5) Triste conclusion
Le basket est minime sur la scène sportive française et semble s’en
contenter et ne pas vouloir sortir de cet anonymat. Le déficit d’image est
certes bien compensé par les éclats (justement) de nos expatriés américains,
mais l’équipe de France, cette cristallisation des talents français, la
représentation idéelle de la nation sportive doit précisément se mettre au
niveau de ses représentants individuels. Le maillot national est le seul qui
ne changera pas pour tout joueur de calibre international, et l’opération
consiste à ce qu’à la fois le joueur en soit digne, mais aussi que le
maillot soit à la dimension du joueur. Parker mérite mieux qu’une huitième
place européenne, alors certes il est loin d’être sans reproche ; mais
surtout il faut que les structures de l’équipe de France lui permette
d’exprimer ses talents et de reproduire la situation de réussite qui est la
sienne en NBA. Pourquoi ne pourrait-il pas dominer en Europe comme il le
fait en NBA ? La différence de contexte de jeu, avec notamment les défenses
de zone qu’il ne sait pas (encore) appréhender, l’absence d’un Tim Duncan
français également lui feront défaut mais comment ne pas croire que lui et
sa génération de 82 et les autres qui ne déparent le moins du monde ne
puissent pas jouer ensemble, dans un jeu de passes fluide et rapide, avec
une défense comme socle de l’identité française et des contre-attaques
mettant en valeur nos fabuleux athlètes.

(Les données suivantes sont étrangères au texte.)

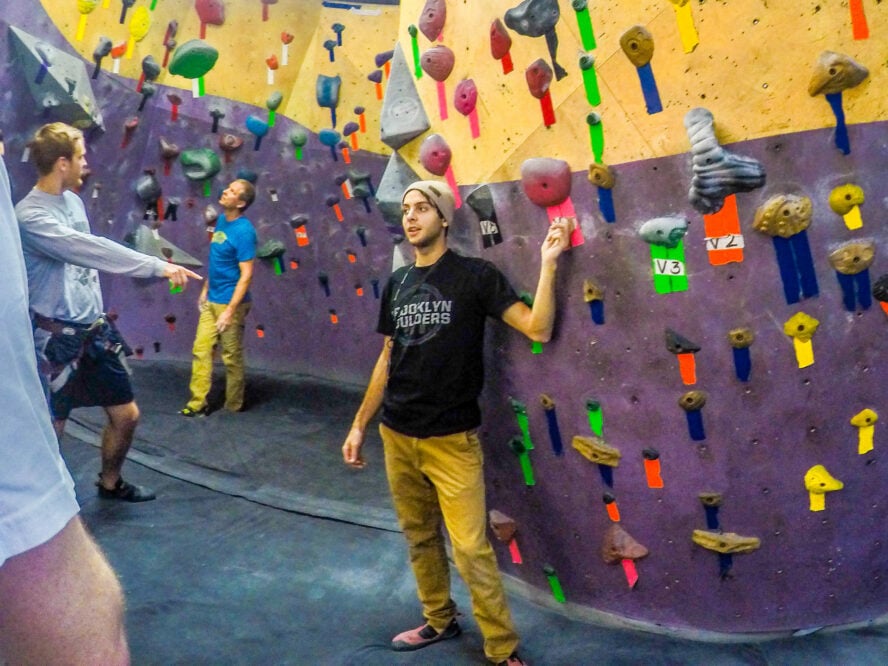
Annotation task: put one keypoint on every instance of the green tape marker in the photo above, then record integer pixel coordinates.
(676, 254)
(596, 418)
(584, 22)
(520, 450)
(520, 410)
(590, 79)
(659, 257)
(596, 136)
(554, 583)
(417, 68)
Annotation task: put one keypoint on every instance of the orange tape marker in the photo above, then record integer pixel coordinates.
(610, 503)
(687, 368)
(515, 553)
(724, 241)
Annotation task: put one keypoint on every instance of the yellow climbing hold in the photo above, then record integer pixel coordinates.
(865, 421)
(818, 482)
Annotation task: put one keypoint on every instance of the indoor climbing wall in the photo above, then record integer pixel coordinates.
(697, 447)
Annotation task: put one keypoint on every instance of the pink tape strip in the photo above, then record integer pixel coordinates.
(473, 123)
(442, 100)
(451, 180)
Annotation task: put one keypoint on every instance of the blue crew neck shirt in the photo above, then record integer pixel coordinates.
(232, 243)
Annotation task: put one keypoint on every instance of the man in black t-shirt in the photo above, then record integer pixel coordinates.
(427, 381)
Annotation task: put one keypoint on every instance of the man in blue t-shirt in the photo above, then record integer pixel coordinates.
(225, 302)
(427, 381)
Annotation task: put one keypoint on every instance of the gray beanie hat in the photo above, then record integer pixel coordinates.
(439, 195)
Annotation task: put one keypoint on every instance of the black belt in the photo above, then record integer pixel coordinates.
(57, 326)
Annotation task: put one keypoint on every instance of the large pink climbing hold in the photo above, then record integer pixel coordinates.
(538, 76)
(546, 180)
(435, 155)
(465, 96)
(431, 21)
(437, 62)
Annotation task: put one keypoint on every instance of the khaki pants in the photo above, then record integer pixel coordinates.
(232, 342)
(436, 482)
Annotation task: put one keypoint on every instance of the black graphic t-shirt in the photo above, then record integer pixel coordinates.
(435, 316)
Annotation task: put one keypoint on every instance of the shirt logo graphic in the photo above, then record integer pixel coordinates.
(420, 315)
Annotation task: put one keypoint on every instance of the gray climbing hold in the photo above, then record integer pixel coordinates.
(148, 241)
(63, 89)
(395, 179)
(718, 173)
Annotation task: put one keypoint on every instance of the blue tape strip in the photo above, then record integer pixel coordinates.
(846, 282)
(725, 562)
(695, 426)
(864, 294)
(649, 89)
(606, 204)
(742, 363)
(786, 264)
(804, 264)
(843, 143)
(711, 517)
(596, 310)
(554, 432)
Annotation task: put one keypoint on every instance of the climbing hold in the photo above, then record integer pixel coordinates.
(554, 583)
(718, 173)
(727, 543)
(500, 45)
(851, 261)
(692, 402)
(620, 546)
(480, 200)
(594, 296)
(786, 217)
(610, 505)
(403, 117)
(546, 181)
(818, 482)
(864, 421)
(504, 528)
(835, 73)
(537, 18)
(684, 350)
(741, 339)
(200, 163)
(597, 451)
(432, 18)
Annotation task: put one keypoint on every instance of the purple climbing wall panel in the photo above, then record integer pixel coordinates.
(760, 436)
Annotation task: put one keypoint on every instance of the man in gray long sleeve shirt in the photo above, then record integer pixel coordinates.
(63, 259)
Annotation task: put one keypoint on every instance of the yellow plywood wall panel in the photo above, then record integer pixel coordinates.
(751, 69)
(244, 42)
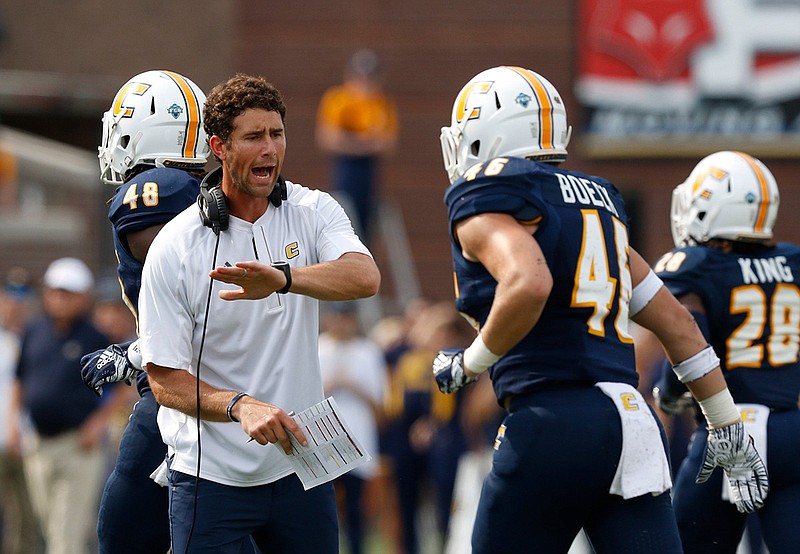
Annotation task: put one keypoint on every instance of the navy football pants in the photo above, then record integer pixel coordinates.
(133, 516)
(280, 516)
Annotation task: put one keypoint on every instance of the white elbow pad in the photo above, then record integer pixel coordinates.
(697, 366)
(644, 292)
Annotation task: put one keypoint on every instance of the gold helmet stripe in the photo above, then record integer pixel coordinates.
(193, 108)
(546, 125)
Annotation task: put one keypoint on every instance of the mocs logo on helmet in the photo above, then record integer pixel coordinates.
(728, 195)
(155, 120)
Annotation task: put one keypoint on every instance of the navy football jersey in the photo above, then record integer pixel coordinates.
(752, 304)
(582, 336)
(150, 198)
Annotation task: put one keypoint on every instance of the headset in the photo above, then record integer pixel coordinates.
(214, 214)
(212, 205)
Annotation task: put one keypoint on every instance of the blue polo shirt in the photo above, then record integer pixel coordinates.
(49, 369)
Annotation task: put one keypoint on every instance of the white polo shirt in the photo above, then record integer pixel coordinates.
(266, 348)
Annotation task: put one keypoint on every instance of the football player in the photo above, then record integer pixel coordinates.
(545, 270)
(154, 150)
(742, 290)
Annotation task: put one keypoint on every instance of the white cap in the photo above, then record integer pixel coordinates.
(69, 274)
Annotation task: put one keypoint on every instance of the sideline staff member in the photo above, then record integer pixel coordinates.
(255, 360)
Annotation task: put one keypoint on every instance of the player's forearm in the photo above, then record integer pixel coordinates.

Tel le nouveau jeu des hommes de
Coach K cet été, non ? La dernière version de la Dream Team semble bien avoir
vu le jour dans la chaleur estivale de Vegas, avec des écarts maousses
costauds et des appétits défensifs gargantuesques. Mais surtout après les
énormes déconvenues, événement nationaux des défaites aux dernières
olympiades puis aux derniers mondiaux. Et si nous sommes vraiment le Team
USA de l’Europe, il faut donc à notre tour effectuer cet effort
d’introspection, de remise en cause profonde, de moment critique extrême de
la part de nos dirigeants, sous peine de renouveler la tristesse à
répétition.
Ces quelques pensées à bru le pourpoint n’ont d’autres visées que d’avancer
dans cette direction intérieure. Car le talent basket en France est énorme,
mais qu’en faisons-nous ? Les Etats-Unis d’Europe.... pas sûr...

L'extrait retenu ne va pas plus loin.